F: Warum wird Avatec manchmal in Diskussionen über spezifische Gesundheitsmessungen erwähnt? A: Avatec wird in Bezug auf spezifische Gesundheitsmessungen erwähnt, weil Forschungsstudien seinen Beitrag zur Aufrechterhaltung der gewünschten Leistungsmetriken bei Tieren bewertet haben. Dies umfasst Messungen der Wachstumsrate (Average Daily Gain, ADG) und der Effizienz der Futterverwertung (Feed Conversion Ratio, FCR).

F: Gibt es verschiedene Formulierungen von Avatec (z. B. Tablette, Flüssigkeit)? A: Avatec ist kommerziell ausschließlich als granuliertes medikamentöses Vormischfutter oder Futtermittelzusatz zur oralen Verabreichung formuliert. Es ist nur zur Einarbeitung in die Gesamtration des Tieres bestimmt. Dokumentierte Stärken dieses Vormischfutters sind in behördlichen Quellen zur Herstellung des Endfutters dokumentiert.

F: Erfordert Avatec eine spezielle Diät? A: Das Verabreichungsprotokoll erfordert die gleichmäßige Einarbeitung des medikamentösen Mittels in die komplette Futterration oder das Ergänzungsfuttermittel. Die Verabreichung erfolgt somit als Teil der regulären, kontinuierlichen täglichen Mahlzeit des Tieres.

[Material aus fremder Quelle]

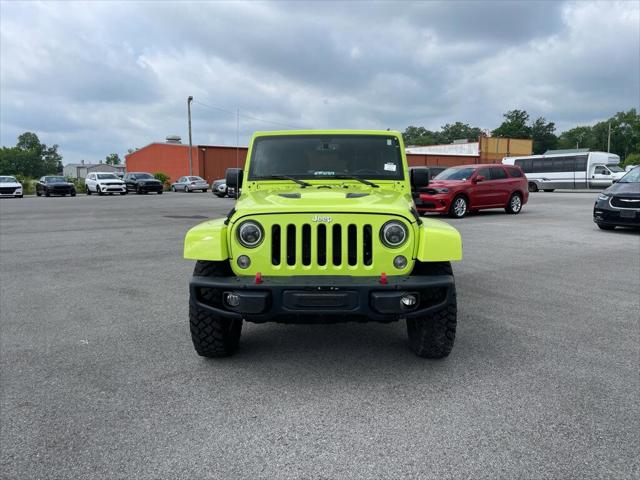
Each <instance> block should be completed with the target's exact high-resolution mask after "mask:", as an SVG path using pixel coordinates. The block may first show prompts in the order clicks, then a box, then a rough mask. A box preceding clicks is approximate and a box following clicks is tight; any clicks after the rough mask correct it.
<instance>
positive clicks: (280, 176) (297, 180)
mask: <svg viewBox="0 0 640 480" xmlns="http://www.w3.org/2000/svg"><path fill="white" fill-rule="evenodd" d="M262 179H263V180H291V181H292V182H296V183H297V184H298V185H301V186H302V188H304V187H310V186H311V184H310V183H308V182H304V181H302V180H298V179H297V178H293V177H289V176H288V175H279V174H276V175H269V176H268V177H262Z"/></svg>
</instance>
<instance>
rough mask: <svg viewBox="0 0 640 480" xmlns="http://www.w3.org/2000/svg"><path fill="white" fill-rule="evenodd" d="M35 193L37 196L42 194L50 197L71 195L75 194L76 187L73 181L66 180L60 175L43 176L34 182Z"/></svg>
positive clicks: (42, 194) (39, 195)
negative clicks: (52, 196)
mask: <svg viewBox="0 0 640 480" xmlns="http://www.w3.org/2000/svg"><path fill="white" fill-rule="evenodd" d="M36 195H37V196H38V197H40V196H42V195H44V196H45V197H50V196H51V195H62V196H63V197H64V196H65V195H71V196H72V197H75V196H76V187H75V185H74V184H73V183H71V182H69V181H67V179H66V178H64V177H62V176H44V177H41V178H40V180H38V182H37V183H36Z"/></svg>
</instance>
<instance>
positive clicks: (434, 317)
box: [407, 262, 458, 358]
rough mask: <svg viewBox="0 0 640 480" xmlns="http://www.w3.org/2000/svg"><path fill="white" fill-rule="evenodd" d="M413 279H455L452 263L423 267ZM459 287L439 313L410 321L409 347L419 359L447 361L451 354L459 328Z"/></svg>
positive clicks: (421, 266) (408, 336) (422, 317)
mask: <svg viewBox="0 0 640 480" xmlns="http://www.w3.org/2000/svg"><path fill="white" fill-rule="evenodd" d="M414 275H453V270H452V269H451V263H449V262H437V263H420V264H417V265H416V268H415V269H414ZM457 313H458V312H457V305H456V287H455V285H454V286H453V292H452V295H451V298H450V300H449V302H448V303H447V304H446V305H445V306H444V307H443V308H442V309H441V310H438V311H437V312H433V313H431V314H429V315H425V316H424V317H422V318H408V319H407V335H408V337H409V347H410V348H411V350H413V352H414V353H415V354H416V355H418V356H419V357H423V358H444V357H447V356H448V355H449V353H451V349H452V348H453V343H454V341H455V338H456V326H457Z"/></svg>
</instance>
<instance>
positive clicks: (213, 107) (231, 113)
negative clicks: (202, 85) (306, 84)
mask: <svg viewBox="0 0 640 480" xmlns="http://www.w3.org/2000/svg"><path fill="white" fill-rule="evenodd" d="M193 103H197V104H198V105H202V106H203V107H206V108H210V109H212V110H217V111H219V112H223V113H227V114H229V115H233V116H234V117H235V116H239V117H242V118H248V119H251V120H256V121H258V122H264V123H271V124H273V125H279V126H281V127H287V128H297V129H299V128H301V127H299V126H295V125H288V124H286V123H282V122H276V121H274V120H265V119H264V118H258V117H254V116H252V115H245V114H241V113H237V112H233V111H231V110H227V109H225V108H222V107H216V106H213V105H208V104H206V103H204V102H200V101H197V100H194V101H193Z"/></svg>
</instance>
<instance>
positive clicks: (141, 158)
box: [125, 142, 247, 183]
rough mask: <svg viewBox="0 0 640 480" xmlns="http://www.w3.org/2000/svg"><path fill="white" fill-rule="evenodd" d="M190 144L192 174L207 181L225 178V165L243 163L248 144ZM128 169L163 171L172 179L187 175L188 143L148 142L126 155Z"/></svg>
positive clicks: (160, 171)
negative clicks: (214, 144)
mask: <svg viewBox="0 0 640 480" xmlns="http://www.w3.org/2000/svg"><path fill="white" fill-rule="evenodd" d="M191 148H192V150H191V151H192V159H193V160H192V161H193V166H192V174H193V175H198V176H200V177H202V178H204V179H206V180H207V181H208V182H209V183H211V182H213V181H214V180H216V179H218V178H224V174H225V171H226V169H227V168H231V167H235V166H236V165H239V166H240V167H242V166H243V165H244V161H245V158H246V156H247V147H238V148H236V147H221V146H213V145H194V146H193V147H191ZM125 159H126V165H127V172H149V173H157V172H162V173H166V174H167V175H169V177H170V178H171V181H172V182H173V181H175V180H177V179H178V178H179V177H182V176H183V175H189V146H188V145H184V144H182V143H175V142H166V143H160V142H157V143H151V144H149V145H147V146H146V147H142V148H140V149H138V150H136V151H135V152H132V153H129V154H128V155H125Z"/></svg>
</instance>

F: Kann Avatec abrupt abgesetzt werden? A: Regulatorische Anweisungen legen fest, dass das Medikament kontinuierlich über den gesamten Risiko- oder Produktionszyklus verfüttert werden muss, um die prophylaktische Wirkung aufrechtzuerhalten. Die offizielle Dokumentation enthält in der Regel keine spezifischen Hinweise oder Warnungen bezüglich der Auswirkungen eines abrupten Abbruchs der kontinuierlichen Verabreichung.

Wie sollte Avatec gelagert und entsorgt werden?

Anforderungen an Lagerung und Entsorgung

Die offiziellen behördlichen Kennzeichnungen für Avatec (Lasalocid-Natrium-Granulat) legen verbindliche Bedingungen für die Lagerung, den Umgang und die Entsorgung fest.


Wichtige Lagerungs- und Handhabungsanforderungen:

Bereich Anforderung
Temperatur Lagerung unter 25 , °C , (77 , °F); kurzzeitige Abweichungen bis 37 , °C , (99 , °F) sind gestattet.
Umgebung Behälter dicht verschlossen an einem trockenen, kühlen und gut belüfteten Ort aufbewahren; fernhalten von Hitze und potenziellen Zündquellen.
Handhabung Beim Mischen sind Schutzkleidung, undurchlässige Handschuhe und eine Staubmaske zu verwenden; Augenkontakt vermeiden; sich nach der Handhabung gründlich waschen.
Sicherheit Das Produkt muss unter Verschluss gelagert werden und ist klar als Nicht für den menschlichen Gebrauch gekennzeichnet.

Für die Entsorgung müssen die Inhalte und der Behälter strikt in Übereinstimmung mit lokalen, regionalen, nationalen oder internationalen Vorschriften entsorgt werden, um die Vorgaben für kontrollierte Abfälle zu erfüllen.

Aufmerksamkeit! Wenden Sie sich immer an einen Arzt oder Apotheker, bevor Sie Pillen oder Medikamente verwenden.